Die Integrationsagenda beschränkt sich auf den Asylbereich. Bis Ende 2019 soll zusätzlich die Frage geklärt werden, wie Integrationsvorleistungen für Jugendliche und junge Erwachsene, die nicht als Asylsuchende in die Schweiz kommen, organisiert und finanziert werden.

Zusätzliche Mittel für unbegleitete minderjährige Personen

Parallel zur Integrationsagenda haben sich Bund und Kantone auch auf ein System zur fairen Abgeltung der Kosten für unbegleitete minderjährige Personen aus dem Asylbereich (MNA) geeinigt. Diese junge Menschen, die ohne familiäre Bindung in der Schweiz Schutz suchen, haben aufgrund ihres Alters, ihres Entwicklungs- und Bildungsstands und ihrer Verletzlichkeit besondere Bedürfnisse bei der Unterbringung und Betreuung als erwachsene Asylsuchende. Das führt zu höheren Kosten in den Kantonen. Eine angemessene Unterbringung und Betreuung von MNA im Asyl- und Flüchtlingsbereich stellt aber eine wichtige Voraussetzung für das Gelingen der Integration dieser jungen Personen dar.

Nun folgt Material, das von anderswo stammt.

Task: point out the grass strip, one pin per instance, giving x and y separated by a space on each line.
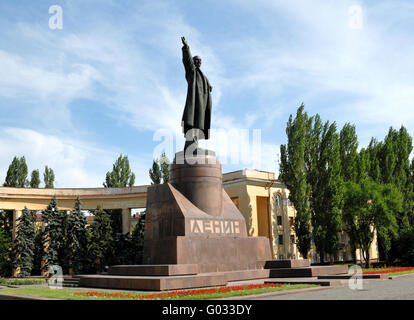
20 282
66 294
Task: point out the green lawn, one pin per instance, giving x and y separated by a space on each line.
20 281
69 294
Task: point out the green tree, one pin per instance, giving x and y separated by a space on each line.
17 173
23 244
5 248
348 142
49 178
165 168
293 175
137 238
121 174
101 239
327 193
370 207
35 179
155 172
52 237
76 238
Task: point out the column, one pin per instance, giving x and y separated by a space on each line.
126 216
16 215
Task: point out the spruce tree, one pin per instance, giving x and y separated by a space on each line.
121 175
23 244
77 239
101 239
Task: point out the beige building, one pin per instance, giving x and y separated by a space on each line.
264 202
261 198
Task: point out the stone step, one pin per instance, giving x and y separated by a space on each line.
348 276
154 270
296 263
324 283
246 275
154 283
308 272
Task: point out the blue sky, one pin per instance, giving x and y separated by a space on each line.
112 78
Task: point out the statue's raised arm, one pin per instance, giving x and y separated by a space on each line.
187 57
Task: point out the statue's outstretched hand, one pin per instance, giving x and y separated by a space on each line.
184 42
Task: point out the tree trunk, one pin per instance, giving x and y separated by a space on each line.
367 259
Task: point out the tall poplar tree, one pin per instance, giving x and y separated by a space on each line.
348 142
76 238
17 173
49 178
101 239
35 179
327 193
23 244
293 175
52 235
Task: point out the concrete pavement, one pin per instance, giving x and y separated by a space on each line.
396 289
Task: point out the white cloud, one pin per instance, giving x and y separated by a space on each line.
75 163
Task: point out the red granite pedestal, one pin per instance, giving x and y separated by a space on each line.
196 237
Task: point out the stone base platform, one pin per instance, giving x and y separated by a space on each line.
308 271
174 282
187 276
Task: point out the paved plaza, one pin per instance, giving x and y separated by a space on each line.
397 289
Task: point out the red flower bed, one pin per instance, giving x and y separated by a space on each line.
177 294
389 270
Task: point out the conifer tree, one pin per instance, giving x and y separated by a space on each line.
23 244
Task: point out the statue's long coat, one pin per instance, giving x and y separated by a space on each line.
197 111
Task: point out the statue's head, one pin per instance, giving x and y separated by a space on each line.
197 61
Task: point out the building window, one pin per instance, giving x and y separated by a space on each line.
279 220
235 201
277 201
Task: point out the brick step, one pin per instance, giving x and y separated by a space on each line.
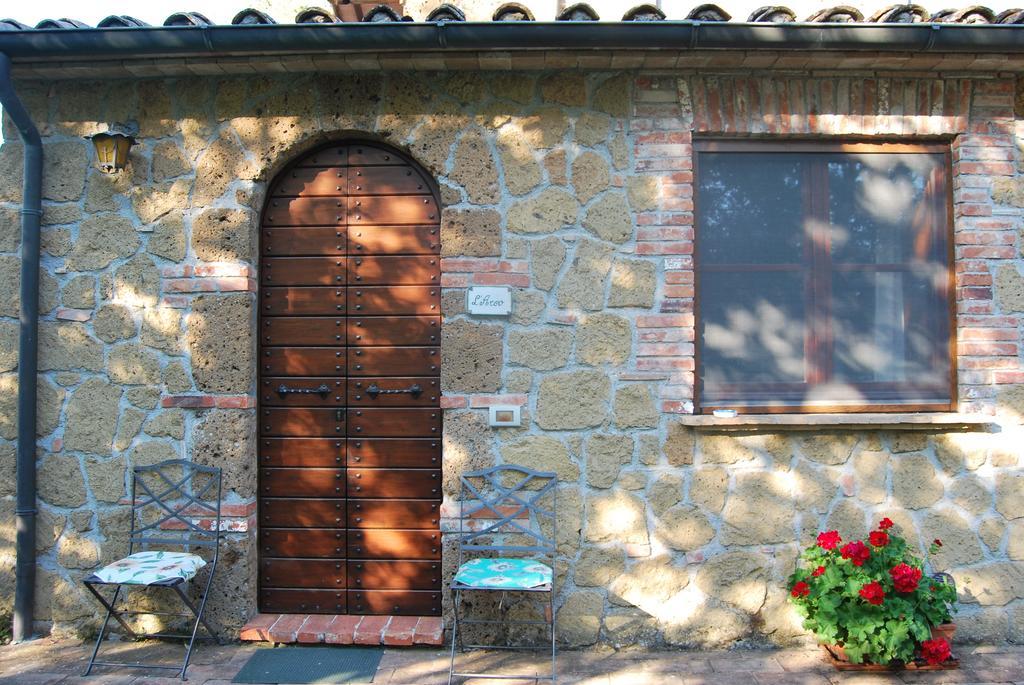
344 630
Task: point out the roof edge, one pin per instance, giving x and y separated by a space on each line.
148 42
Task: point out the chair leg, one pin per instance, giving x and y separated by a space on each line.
551 618
455 631
111 607
102 628
200 618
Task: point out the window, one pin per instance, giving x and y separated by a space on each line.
823 280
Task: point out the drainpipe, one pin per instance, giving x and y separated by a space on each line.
28 362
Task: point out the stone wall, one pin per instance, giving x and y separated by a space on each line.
574 189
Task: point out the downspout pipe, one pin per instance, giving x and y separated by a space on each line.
28 357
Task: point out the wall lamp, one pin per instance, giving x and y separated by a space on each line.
112 151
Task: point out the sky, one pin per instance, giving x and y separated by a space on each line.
151 11
221 11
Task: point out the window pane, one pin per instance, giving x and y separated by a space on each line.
752 328
878 208
890 327
751 209
823 276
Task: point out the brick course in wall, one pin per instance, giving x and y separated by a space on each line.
577 190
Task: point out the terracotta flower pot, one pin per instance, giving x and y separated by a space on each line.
945 631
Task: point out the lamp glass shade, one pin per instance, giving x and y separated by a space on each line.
112 151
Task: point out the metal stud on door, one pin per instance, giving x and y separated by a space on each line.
349 460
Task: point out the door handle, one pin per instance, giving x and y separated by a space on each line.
373 391
285 390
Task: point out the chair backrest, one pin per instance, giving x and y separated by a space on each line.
175 504
507 509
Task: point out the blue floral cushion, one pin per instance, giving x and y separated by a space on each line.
510 573
151 567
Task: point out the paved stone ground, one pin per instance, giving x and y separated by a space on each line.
49 661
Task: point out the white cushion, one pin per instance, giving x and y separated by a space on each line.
151 567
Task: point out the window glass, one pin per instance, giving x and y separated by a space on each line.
752 209
822 276
875 201
753 327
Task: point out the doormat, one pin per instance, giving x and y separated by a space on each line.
311 665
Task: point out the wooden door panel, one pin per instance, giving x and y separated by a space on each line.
364 331
303 270
394 574
409 391
385 180
393 423
394 241
281 391
306 212
395 602
302 422
303 601
393 270
390 210
367 155
394 453
303 242
303 543
302 331
384 300
393 514
302 361
349 323
301 513
312 181
417 483
302 301
394 360
302 572
301 452
302 482
371 544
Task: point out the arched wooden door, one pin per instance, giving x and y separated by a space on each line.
350 425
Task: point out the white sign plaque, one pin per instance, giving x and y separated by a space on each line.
489 300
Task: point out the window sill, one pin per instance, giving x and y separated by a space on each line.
909 421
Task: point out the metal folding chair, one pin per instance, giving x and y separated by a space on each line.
507 525
170 504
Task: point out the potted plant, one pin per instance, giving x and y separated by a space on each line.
868 601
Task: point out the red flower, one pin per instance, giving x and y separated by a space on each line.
828 541
879 539
935 651
905 578
872 593
856 552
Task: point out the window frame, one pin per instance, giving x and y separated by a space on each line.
850 146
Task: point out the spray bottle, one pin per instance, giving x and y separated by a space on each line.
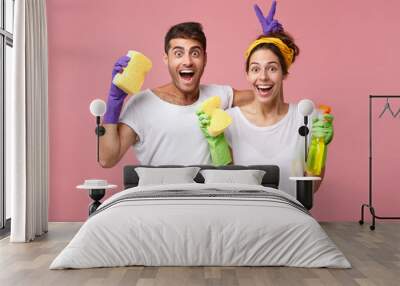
318 149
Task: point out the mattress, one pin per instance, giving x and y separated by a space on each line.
201 225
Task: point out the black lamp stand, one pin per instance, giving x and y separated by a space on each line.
100 131
304 188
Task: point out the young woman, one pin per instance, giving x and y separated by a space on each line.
266 130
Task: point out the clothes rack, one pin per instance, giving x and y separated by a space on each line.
370 203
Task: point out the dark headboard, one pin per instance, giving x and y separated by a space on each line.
270 179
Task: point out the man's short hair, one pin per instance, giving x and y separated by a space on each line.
187 30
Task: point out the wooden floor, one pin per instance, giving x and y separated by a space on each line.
374 255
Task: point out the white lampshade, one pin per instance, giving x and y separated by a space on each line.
98 107
306 107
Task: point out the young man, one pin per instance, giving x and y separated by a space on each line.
161 123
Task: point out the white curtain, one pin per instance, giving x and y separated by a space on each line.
27 124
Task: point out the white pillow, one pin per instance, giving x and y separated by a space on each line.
248 177
163 176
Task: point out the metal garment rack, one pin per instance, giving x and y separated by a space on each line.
369 205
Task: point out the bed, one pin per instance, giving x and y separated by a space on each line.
201 224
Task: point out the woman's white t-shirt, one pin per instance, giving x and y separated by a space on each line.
279 144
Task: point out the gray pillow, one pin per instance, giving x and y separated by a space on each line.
248 177
163 176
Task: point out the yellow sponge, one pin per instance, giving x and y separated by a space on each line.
219 121
132 78
210 104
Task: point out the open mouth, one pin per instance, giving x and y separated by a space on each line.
264 89
187 74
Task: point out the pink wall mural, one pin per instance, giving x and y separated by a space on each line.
349 49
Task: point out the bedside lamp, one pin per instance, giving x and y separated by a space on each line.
305 108
304 185
98 108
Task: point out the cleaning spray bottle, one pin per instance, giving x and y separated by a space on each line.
132 78
318 149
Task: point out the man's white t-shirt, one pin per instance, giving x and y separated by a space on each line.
170 133
279 144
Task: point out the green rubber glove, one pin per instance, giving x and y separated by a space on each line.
323 127
219 147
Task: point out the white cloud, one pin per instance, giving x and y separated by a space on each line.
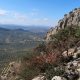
3 12
24 19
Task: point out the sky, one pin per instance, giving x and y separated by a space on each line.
35 12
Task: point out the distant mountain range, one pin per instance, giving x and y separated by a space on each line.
31 28
21 34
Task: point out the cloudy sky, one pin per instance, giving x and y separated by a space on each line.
35 12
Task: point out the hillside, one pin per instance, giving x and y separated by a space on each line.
56 59
15 43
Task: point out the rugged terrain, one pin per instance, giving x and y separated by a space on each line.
57 59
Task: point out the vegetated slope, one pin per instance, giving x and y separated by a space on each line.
59 57
15 43
62 48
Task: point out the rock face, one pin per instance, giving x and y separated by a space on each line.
11 72
71 19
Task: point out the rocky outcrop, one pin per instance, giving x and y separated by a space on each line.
11 72
71 19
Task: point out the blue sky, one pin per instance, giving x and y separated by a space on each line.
35 12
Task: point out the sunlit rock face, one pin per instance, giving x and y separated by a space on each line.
70 19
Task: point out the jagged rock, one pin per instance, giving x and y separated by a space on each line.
11 72
71 19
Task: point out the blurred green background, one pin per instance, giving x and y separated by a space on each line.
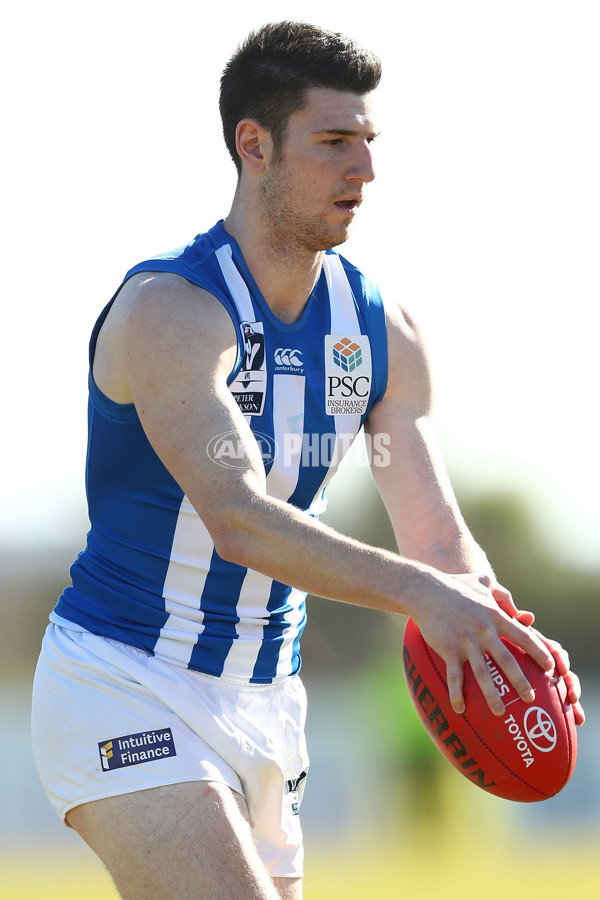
483 219
384 815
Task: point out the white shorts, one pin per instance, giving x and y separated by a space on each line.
110 719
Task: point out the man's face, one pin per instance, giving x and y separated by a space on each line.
314 186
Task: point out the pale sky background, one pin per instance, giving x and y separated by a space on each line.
484 219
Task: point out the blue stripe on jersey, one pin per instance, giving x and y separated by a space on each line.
150 574
218 604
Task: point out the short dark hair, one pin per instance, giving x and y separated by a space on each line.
267 77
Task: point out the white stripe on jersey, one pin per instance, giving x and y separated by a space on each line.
288 403
180 632
236 284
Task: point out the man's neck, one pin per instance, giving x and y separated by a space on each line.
286 276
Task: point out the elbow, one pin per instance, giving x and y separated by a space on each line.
233 536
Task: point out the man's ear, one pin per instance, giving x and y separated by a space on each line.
253 144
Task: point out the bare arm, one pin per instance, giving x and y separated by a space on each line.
168 347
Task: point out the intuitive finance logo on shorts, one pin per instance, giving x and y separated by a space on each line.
133 749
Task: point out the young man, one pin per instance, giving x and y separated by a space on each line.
168 712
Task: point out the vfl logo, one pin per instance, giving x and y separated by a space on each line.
294 786
133 749
541 731
288 357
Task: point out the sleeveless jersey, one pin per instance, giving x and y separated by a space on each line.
150 575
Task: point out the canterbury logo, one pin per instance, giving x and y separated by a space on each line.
288 357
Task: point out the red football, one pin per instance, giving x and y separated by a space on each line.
526 754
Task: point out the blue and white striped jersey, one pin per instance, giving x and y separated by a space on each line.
150 575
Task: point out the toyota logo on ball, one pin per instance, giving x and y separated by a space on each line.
540 729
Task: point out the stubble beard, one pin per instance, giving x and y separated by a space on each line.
291 232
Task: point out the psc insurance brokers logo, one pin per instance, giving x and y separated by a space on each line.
133 749
348 374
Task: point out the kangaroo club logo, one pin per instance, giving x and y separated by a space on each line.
540 729
288 358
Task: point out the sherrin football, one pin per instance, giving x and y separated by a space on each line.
527 754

Deshalb haben Bund und Kantone die entstehenden Zusatzkosten in enger Koordination mit der Integrationsagenda gemeinsam ermittelt. Demnach betragen die anrechenbaren Kosten für Betreuung und Sozialhilfe insgesamt 100 Franken pro Tag und MNA. Davon soll der Bund künftig 86 Franken übernehmen. Der Bundesrat hat heute ebenfalls entschieden, die Subventionen für die Kantone für MNA entsprechend zu erhöhen. Er hat ein Modell gutgeheissen, das auf der Zahl von MNA basiert, die sich zu einem bestimmten Zeitpunkt in der Schweiz aufhalten. Für das Jahr 2018 würden die zusätzlichen Subventionen des Bundes an die Kantone – anhand des Bestandes per Ende Januar 2018 berechnet – rund 30 Millionen Franken betragen.

Die Integrationsagenda wurde seit März 2017 gemeinsam von den zuständigen Departementen beim Bund (Eidgenössisches Justiz- und Polizeidepartement EJPD und Eidgenössisches Departement für Wirtschaft, Bildung und Forschung WBF) sowie den zuständigen kantonalen Regierungskonferenzen (Konferenz der Kantonsregierungen KdK, Konferenz der kantonalen Sozialdirektorinnen und Sozialdirektoren SODK sowie die Konferenz der kantonalen Erziehungsdirektoren EDK) erarbeitet. Sie soll im Frühjahr 2019 umgesetzt werden.